Transaction replication - scaling issue

  • I have a probelm.

    I have 100+ databases that I have a business requirement to provide (continuous) transactional replication on. All reside on the same server.

    When I set them up for replication, everything goes fine for databases 1 through 50. Then when you get to 51 it falls apart for those after 50. (This is SQL Server 2005 - Standard Edition (its the same in Enterpise Edition) - 32 bit edition)

    I have already worked with PSS to find that the real issue (this is occuring on the distributor server) is that the logreader agents are consuming all of their shared desktop heap memory. so, I understand that bit.

    But, is transacitonal replication really locked at 50 realisticly usable publishers (unique databases) for a server? (Yes, I know I can raise the limit of allowed agents in the MSDB, but that just hits the same heap limits).

    Am I doing this wrong? BOL doesnt seem to provide any guidance on this area (how many publications you are limited to).

    Is there an alternative way to provide continuous replication at this scale?

    Or is my only choice (to meet this requirement) to spread the databases out across more servers to stay within the apparent limitation?

    (this is for a real time reporting solution that is very CPU intense on the Database - and must not compete for IO/CPU time on the published databases).

  • I have not done it for that many on the same server but I know people who has done it for over 200+. So you are not anywhere near the limit.

    There are a couple of things though. LogReaders don't have to be run at once you could runone after the next after the next and so on. and you could separate the distributor to its own server


    * Noel

  • If you leave a publication set up as it is out of the box (using the wizard), the log reader is created to run in continuous mode. It never dies off, and never frees up its 'slot' (so to speak).

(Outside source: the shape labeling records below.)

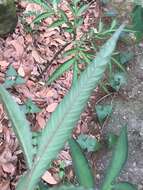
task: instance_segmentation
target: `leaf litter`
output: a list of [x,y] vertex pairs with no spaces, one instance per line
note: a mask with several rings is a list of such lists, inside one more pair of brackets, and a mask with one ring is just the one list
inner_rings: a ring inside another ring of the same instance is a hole
[[[18,7],[24,11],[18,13],[20,19],[15,32],[6,39],[0,38],[0,83],[5,81],[5,73],[10,66],[25,80],[24,84],[12,86],[9,90],[18,104],[24,105],[30,99],[42,110],[39,113],[27,114],[27,118],[31,123],[31,130],[40,131],[58,103],[70,89],[72,71],[66,72],[60,79],[48,87],[36,79],[50,60],[52,60],[56,52],[66,42],[71,41],[71,35],[66,32],[61,34],[58,27],[54,29],[47,27],[55,20],[54,17],[47,18],[41,22],[37,32],[27,33],[25,30],[27,24],[32,30],[35,29],[32,23],[34,16],[25,17],[24,15],[34,10],[42,12],[42,8],[39,5],[23,0],[18,2]],[[73,16],[67,7],[67,1],[63,0],[61,7],[67,13],[69,19],[72,19]],[[77,38],[86,32],[90,26],[96,26],[100,11],[98,3],[95,2],[91,5],[85,14],[83,27],[78,30]],[[70,48],[72,48],[72,44],[69,44],[65,50]],[[57,57],[53,61],[52,67],[42,76],[43,79],[46,80],[66,59],[60,56]],[[92,100],[96,101],[95,96],[92,97]],[[82,114],[77,128],[74,130],[74,137],[77,137],[81,133],[90,133],[88,123],[92,122],[93,116],[91,113],[93,110],[90,104],[87,107],[88,109]],[[98,126],[95,126],[95,128],[98,128]],[[98,130],[94,132],[94,135],[95,133],[99,135]],[[51,185],[60,183],[62,179],[60,179],[58,173],[60,172],[59,165],[61,161],[64,162],[65,172],[68,173],[67,179],[69,181],[73,180],[71,156],[68,147],[65,146],[65,149],[61,151],[57,160],[53,162],[53,167],[43,175],[42,179],[46,183]],[[14,190],[17,180],[25,170],[22,151],[19,149],[8,118],[4,113],[2,105],[0,105],[0,189]]]

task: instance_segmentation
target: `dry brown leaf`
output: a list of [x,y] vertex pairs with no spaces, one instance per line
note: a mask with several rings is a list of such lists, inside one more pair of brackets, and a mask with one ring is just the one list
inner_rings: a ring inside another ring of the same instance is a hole
[[19,69],[18,69],[18,74],[21,76],[21,77],[25,77],[25,72],[24,72],[24,69],[22,67],[22,65],[20,65]]
[[22,40],[21,38],[17,39],[17,40],[12,40],[9,42],[9,45],[12,45],[15,50],[16,50],[16,54],[18,57],[22,57],[23,53],[24,53],[24,39]]
[[1,190],[10,190],[10,181],[5,180],[5,181],[0,181],[0,189]]
[[46,111],[49,113],[52,113],[56,109],[57,105],[58,105],[58,103],[56,103],[56,102],[48,105],[48,107],[46,108]]
[[41,114],[38,114],[38,115],[36,116],[36,120],[37,120],[37,123],[38,123],[38,125],[39,125],[38,129],[39,129],[39,128],[40,128],[40,129],[43,129],[44,126],[45,126],[45,123],[46,123],[46,121],[45,121],[45,119],[43,118],[43,116],[42,116]]
[[45,60],[39,55],[36,50],[32,50],[32,57],[35,59],[37,63],[44,63]]
[[44,173],[42,179],[51,185],[56,185],[58,183],[49,171]]

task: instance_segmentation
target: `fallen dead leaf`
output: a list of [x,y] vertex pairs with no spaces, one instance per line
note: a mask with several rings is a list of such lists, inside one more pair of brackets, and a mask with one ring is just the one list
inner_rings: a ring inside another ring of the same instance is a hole
[[42,179],[51,185],[56,185],[58,183],[49,171],[44,173]]
[[22,57],[24,53],[24,47],[18,40],[12,40],[9,42],[9,45],[12,45],[15,48],[18,57]]
[[46,111],[49,113],[52,113],[56,109],[57,105],[58,103],[55,103],[55,102],[48,105],[48,107],[46,108]]
[[21,77],[24,77],[25,76],[25,72],[24,72],[24,69],[22,67],[22,65],[20,65],[19,69],[18,69],[18,74],[21,76]]
[[1,190],[10,190],[9,184],[10,184],[9,180],[1,181],[0,182],[0,189]]

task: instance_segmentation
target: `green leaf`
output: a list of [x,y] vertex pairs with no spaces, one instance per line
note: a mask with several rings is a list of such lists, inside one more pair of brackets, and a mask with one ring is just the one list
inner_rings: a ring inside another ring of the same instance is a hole
[[41,14],[39,14],[39,15],[33,20],[33,23],[41,22],[41,20],[50,17],[52,14],[53,14],[52,12],[44,12],[44,13],[41,13]]
[[44,9],[49,9],[49,4],[47,1],[44,0],[32,0],[34,3],[42,6]]
[[137,190],[137,187],[128,182],[121,182],[113,185],[113,190]]
[[24,78],[18,75],[15,79],[15,84],[24,84],[24,83],[25,83]]
[[132,11],[132,24],[132,29],[137,31],[137,41],[140,41],[143,38],[143,7],[140,5],[136,5]]
[[112,105],[96,105],[95,110],[99,120],[100,125],[102,125],[105,119],[112,114]]
[[88,152],[98,151],[101,148],[101,144],[97,139],[88,135],[80,134],[77,138],[77,142],[82,149],[87,150]]
[[112,160],[106,172],[105,179],[102,184],[101,190],[112,189],[112,183],[116,177],[120,174],[128,157],[128,137],[127,137],[127,126],[123,127],[120,132],[120,136],[116,143]]
[[127,83],[127,79],[124,72],[116,72],[109,81],[111,87],[116,91]]
[[17,72],[12,65],[10,65],[6,71],[6,77],[16,77]]
[[73,139],[69,140],[69,145],[74,171],[79,184],[85,188],[93,188],[95,185],[94,177],[80,146]]
[[114,133],[109,133],[108,137],[107,137],[108,148],[115,147],[115,145],[117,143],[117,140],[118,140],[118,136],[117,135],[115,135]]
[[74,85],[74,84],[77,82],[77,80],[78,80],[78,72],[79,72],[78,63],[77,63],[77,61],[75,60],[74,65],[73,65],[72,85]]
[[13,130],[23,150],[27,167],[30,169],[33,163],[32,133],[30,126],[19,106],[13,101],[10,94],[0,85],[0,100],[4,104],[6,112],[12,122]]
[[55,81],[56,79],[58,79],[64,72],[68,71],[71,67],[71,65],[73,65],[75,62],[74,58],[71,58],[67,61],[65,61],[63,64],[61,64],[53,73],[52,75],[49,77],[47,84],[51,84],[53,81]]
[[96,59],[89,64],[77,83],[72,86],[52,113],[39,140],[40,145],[33,167],[20,180],[17,190],[33,190],[44,171],[68,140],[93,89],[98,85],[106,70],[123,27],[121,26],[102,47]]

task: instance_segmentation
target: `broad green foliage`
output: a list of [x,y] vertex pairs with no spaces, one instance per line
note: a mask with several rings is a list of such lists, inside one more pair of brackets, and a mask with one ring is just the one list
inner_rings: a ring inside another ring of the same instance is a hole
[[87,150],[88,152],[98,151],[101,148],[101,144],[98,140],[88,135],[80,134],[77,142],[83,150]]
[[59,104],[56,111],[51,115],[41,138],[39,138],[40,145],[33,167],[21,179],[17,190],[33,190],[44,171],[64,146],[65,141],[68,140],[92,90],[103,76],[122,30],[123,26],[101,48],[96,55],[96,59],[89,64],[79,80],[72,86],[69,93]]
[[24,105],[21,106],[22,111],[26,113],[38,113],[41,109],[31,100],[28,99]]
[[96,105],[95,110],[100,125],[102,125],[105,119],[112,114],[112,105]]
[[[12,122],[13,129],[23,149],[28,167],[28,171],[21,177],[18,183],[17,190],[34,190],[35,187],[36,189],[38,188],[38,190],[45,189],[45,187],[37,187],[40,177],[49,167],[51,161],[56,158],[56,155],[64,146],[64,143],[69,139],[72,129],[78,121],[81,112],[84,110],[92,90],[97,86],[104,74],[122,30],[123,26],[121,26],[112,38],[101,48],[96,59],[89,64],[80,78],[74,81],[71,90],[52,114],[43,132],[38,136],[38,148],[37,150],[35,149],[35,159],[33,159],[34,147],[32,146],[32,132],[25,119],[25,115],[23,112],[20,112],[19,106],[13,101],[5,88],[0,85],[0,100],[4,104]],[[16,76],[14,70],[11,70],[7,75],[9,76],[11,73]],[[35,105],[31,102],[29,102],[28,105],[30,107],[34,106],[33,109],[35,110]],[[90,190],[94,187],[94,180],[87,160],[75,141],[70,140],[70,146],[79,183],[84,186],[86,190]],[[127,152],[127,128],[124,127],[116,142],[112,160],[101,187],[102,190],[122,190],[123,188],[126,188],[126,190],[133,190],[133,186],[126,182],[113,185],[115,178],[119,175],[127,159]],[[71,190],[84,190],[84,187],[57,187],[52,189],[64,190],[68,188]]]
[[69,145],[74,171],[79,184],[86,189],[93,188],[95,186],[94,177],[79,144],[75,140],[70,139]]
[[70,67],[74,64],[75,59],[71,58],[67,61],[65,61],[62,65],[56,69],[53,74],[49,77],[47,84],[51,84],[54,80],[59,78],[65,71],[69,70]]
[[114,133],[109,133],[107,137],[107,146],[108,148],[113,148],[115,147],[116,143],[118,140],[118,136],[115,135]]
[[107,169],[101,190],[111,190],[112,183],[119,175],[128,156],[127,127],[123,127],[113,152],[112,160]]
[[119,91],[121,87],[127,84],[127,78],[126,78],[125,73],[124,72],[114,73],[111,76],[109,83],[114,90]]
[[10,94],[0,85],[0,101],[4,104],[13,130],[23,150],[27,167],[31,169],[33,163],[33,147],[30,126],[19,106],[14,102]]

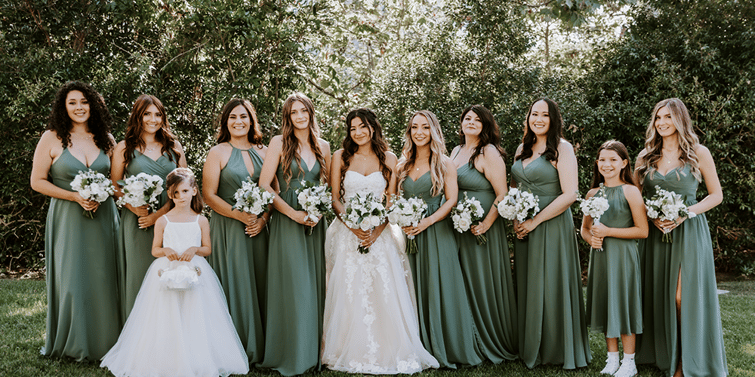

    Moving the publictions to time sliced (scheduled) jobs, you loose continous replication. Which breaks my requirement for real time data replication.

    Or so that is what I am lead to believe so far.

  • Bruce,

    continuos mode is really not that "continuos" if you look in the profile it is actually polling. I am not sure about your "latency" requeriments which is what really counts. If your latency is not that tight there is nothing wrong in doing it that way.


    * Noel

  • Andy Warren, One of the Site Owners has done it in the past:

    http://www.sqlservercentral.com/articles/Replication/noncontinuousreplication/111/[/url]


    * Noel

  • Thanks Noel,

    It looks like I went down the same road as Andy did 6 years prieviously.

    Andy is correct; the scheduling all of this becomes a bear.

    My scale is actually a lot bigger then I previously represented, and scheduling it means I can have anywhere from 10 to 30 minutes lag (assuming I dont have more then the default 500 transactions to move in a single cycle) depending on scheduling and worker thread availablilty.

    For anyone else who has looke dat this thread and wonders the same questions, I am now going to talk with DataMirror to see if they can scale out to this level.

    Thanks again Noel.

  • Bruce,

    If you can consolidate databases you could reduce the number of agents "specially" LogReaders. If you cannot then either you will need a big powerful machine or use a different solution. I have talked to datamirror people in the past and they seem to know their stuff but I am not really sure if they provide that level of concurrency ( latency ) you are after.

    Good Luck 🙂


    * Noel

  • Hi Bruce,

    Don't give up just yet!

    What is the specification of the distribution server, including memory, disk and network?

    Thanks,

    Phillip Cox

  • had a similar issue where db with around 300 tables would get tons of errors in replication

    we fixed it by installing a new distributor running 64 bit SQL and we got to merge two old distributors on it and everything is running fine

    DL 380 G5's are amazingly fast. right now we are running the distributor with 8GB of RAM and hope to max it out at 32GB by next year

  • Phillip,

    Thanks for the upbeat response.

    We haven't given up as such. But more avenues are closing.

    Since you asked, these particular boxes a DUAL CPU / Quad core - 16 gigs ram - plenty of disk space.

  • We spoke with Data Mirror.

    Yes, they undoubtedly know what they are talking about. And it took a couple of senior engineers later to get to the point where they bowed out determining we are far out of the scale of their product.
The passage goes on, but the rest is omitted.